The aim of this study was to evaluate possible in vitro immunomodulatory effects of 1,25(OH)2D3 on the production of IL-4 by activated T lymphocytes in allergic asthmatics.
The current study was conducted on 30 randomly chosen adults: 20 mild atopic asthmatics and 10 age and sex matched normal healthy control subjects. All asthmatic patients were sensitive to DP and/or DF HDM allergens as estimated by skin prick test. Specific co-stimulatory T cell activation in cultured PBMCs was induced by immobilized anti-CD3 plus soluble anti-CD28 mAbs. The effect of 1,25(OH)2D3 on the production of IL-4 by activated T cells was assessed in culture supernatant by ELISA.
In absence of T cell activation, no detectable levels of IL-4 were found in PBMCs culture supernatant of both mild atopic asthmatics and healthy subjects. After T cell activation, PBMCs culture supernatants of mild atopic asthmatics showed a significant increased production of IL-4 compared to PBMCs cultures of healthy subjects. This finding addresses the Th-2 skewing in atopic asthmatics, and highlights the possibility that targeting IL-4 and/or its receptor may provide some clinical benefits in this class of asthmatic patients.
Compared to ethanol as vehicle control, current results showed that 1,25(OH)2D3, particularly at the concentration of 10-6 mol/L, significantly increases in vitro IL-4 production by activated T cells both in healthy subjects and mild atopic asthmatic patients. These results suggest 1,25(OH)2D3 as a risk factor for developing asthma and increase in asthma severity.
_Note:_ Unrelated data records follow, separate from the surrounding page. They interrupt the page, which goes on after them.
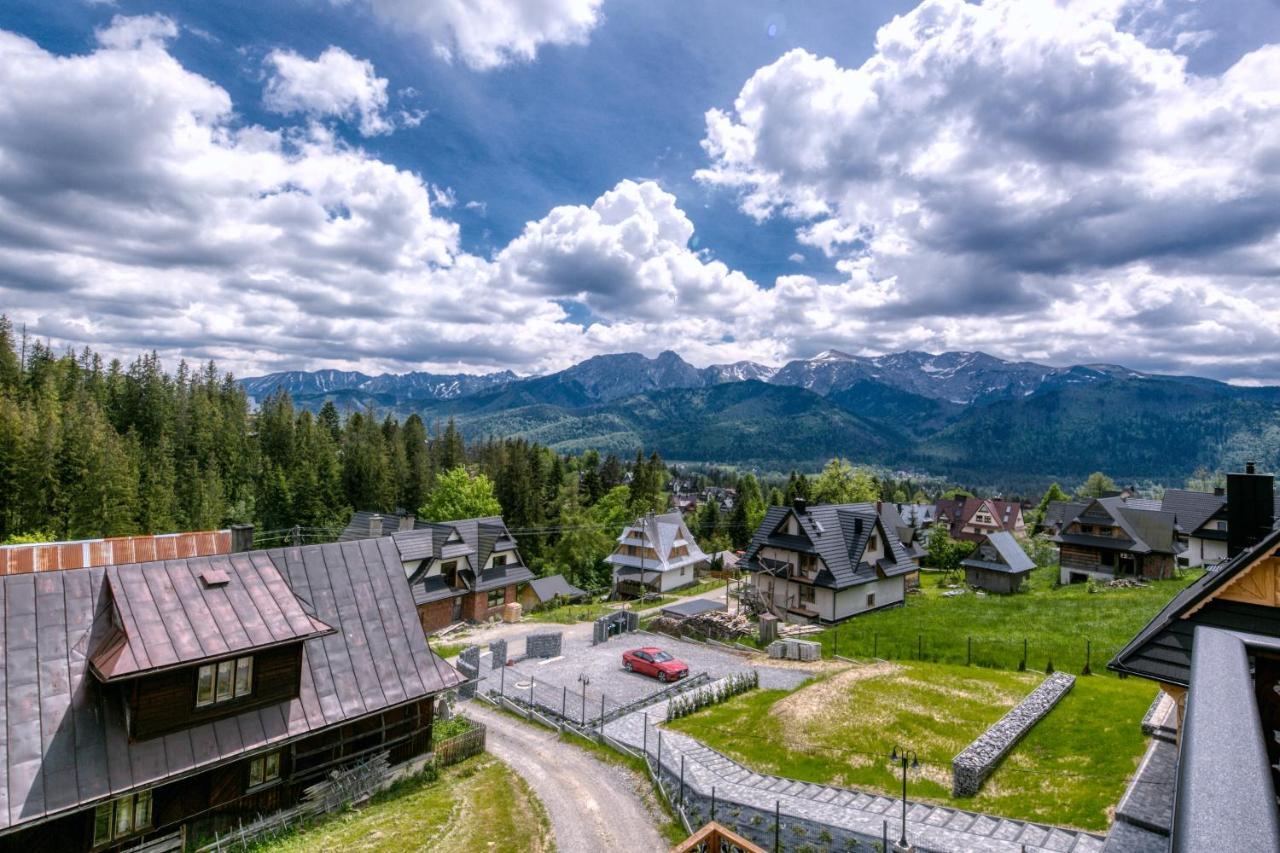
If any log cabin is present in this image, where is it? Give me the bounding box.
[342,512,534,634]
[0,539,462,853]
[1105,464,1280,853]
[1051,496,1184,584]
[739,498,918,624]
Vitamin D supplementation is generally recommended for asthmatic patients who need long-term inhaled or oral glucocorticoids therapy to minimize glucocorticoid-induced osteoporosis. Current data suggest that active form of vitD, 1,25(OH)2D3, may blunt the desired inhibitory effect of glucocorticoids on Th-2 cell-mediated allergic airway inflammation by elevating the level of IL-4 produced by activated T cells particularly in mild atopic asthmatics.
In conclusion, active form of vitamin D, 1,25(OH)2D3, increases the level of IL-4 produced by activated T cells in both of allergic asthmatics and healthy control subjects. Therefore, its high levels may have a negative influence on allergic asthma incidence and severity. This study should be taken in consideration by health care professionals before prescribing vitamin D supplements for patients with allergic asthma or individuals at high risk of developing this disease.